Right now I’m enjoying a leisurely morning in a comfortable (albeit very small) hotel room.  There’s not much selection on the TV menu and even less English language selection but its great to hear English news again.  I’ve been listening to CBC Regina over the internet at the farm but its just not the same as TV news.

Wednesday, October 2, 2013

The people who say neigh

…. or perhaps its “nay”. 

As I told the woman in the grocery store the other day, I’m a stranger in a strange land.  So far I have figured out two things.  The first is that these people say “neigh” (or possibly “nay”) a lot.  I have no idea what it means but it is the only sound I can reliably identify in the babble that passes for conversation around me.  Fortunately I have internet access which lets me play CBC and BBC.  Otherwise my ears might forget how to understand English.

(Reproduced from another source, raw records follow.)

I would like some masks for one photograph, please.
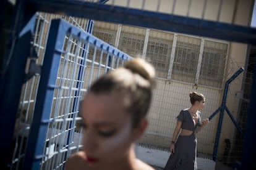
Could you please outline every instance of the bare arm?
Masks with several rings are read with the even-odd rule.
[[[171,154],[174,153],[174,148],[175,148],[175,141],[177,139],[177,137],[181,131],[181,124],[182,124],[182,122],[180,121],[177,121],[176,127],[174,129],[174,131],[173,132],[173,139],[172,142],[171,144],[170,151]]]

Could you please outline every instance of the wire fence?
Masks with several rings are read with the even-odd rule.
[[[139,7],[142,11],[149,10],[232,24],[245,24],[235,20],[237,15],[236,9],[243,3],[240,1],[233,2],[228,10],[224,9],[230,4],[225,1],[220,1],[219,4],[203,1],[200,4],[202,8],[197,12],[193,10],[196,7],[194,1],[187,1],[185,4],[179,1],[163,1],[146,3],[145,1],[137,1],[135,3],[134,1],[109,1],[107,4],[127,9]],[[187,10],[180,11],[179,6],[186,7]],[[214,12],[209,10],[213,6],[216,9]],[[44,12],[36,14],[31,43],[38,56],[35,61],[40,65],[43,63],[53,19],[63,18],[83,30],[86,30],[88,23],[88,19],[79,17]],[[228,16],[228,18],[224,17],[224,15]],[[205,95],[206,105],[202,113],[203,118],[208,118],[221,103],[225,78],[232,75],[239,68],[238,65],[244,65],[233,60],[232,56],[229,55],[230,42],[223,40],[100,21],[95,22],[93,34],[123,52],[145,59],[155,67],[158,85],[148,115],[150,124],[137,144],[164,151],[168,150],[171,144],[176,116],[181,109],[190,106],[189,92],[198,91]],[[67,53],[62,53],[54,85],[56,89],[47,137],[44,141],[45,157],[42,159],[41,169],[62,168],[67,155],[82,147],[80,129],[75,124],[79,120],[77,118],[79,102],[95,79],[103,73],[121,66],[124,62],[119,57],[113,57],[109,53],[103,52],[100,47],[88,45],[75,38],[69,37],[68,34],[62,50]],[[83,57],[85,55],[88,55],[86,60]],[[227,102],[228,107],[243,131],[245,129],[252,87],[252,62],[245,64],[248,68],[230,85]],[[84,70],[83,74],[80,73],[81,69]],[[30,126],[35,113],[39,83],[40,76],[33,76],[22,88],[9,164],[12,169],[22,167]],[[78,93],[77,86],[80,87]],[[211,159],[218,121],[218,117],[215,116],[198,133],[198,156]],[[226,114],[218,158],[227,164],[240,160],[242,157],[243,139],[234,127]]]

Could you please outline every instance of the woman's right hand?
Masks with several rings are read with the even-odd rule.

The other thing I have learned is how to use the bizarre produce scale system they use in the grocery stores.  First you have to find the number on the price tag on the store shelf.  Then you take whatever it is that you plan to buy to the scale and pick that number off a large board beside the scale.  The scale will then spit out a price tag which you can put on your bag of fruit or vegetables.  Or, as it turns out, you can put the tag on your plastic wrapped English cucumber which inexplicably also requires this treatment.  I thought I had it all figured out tonight when I got a sticker for my oranges but it never occurred to me that my barcoded cucumber would also require a little paper sticky.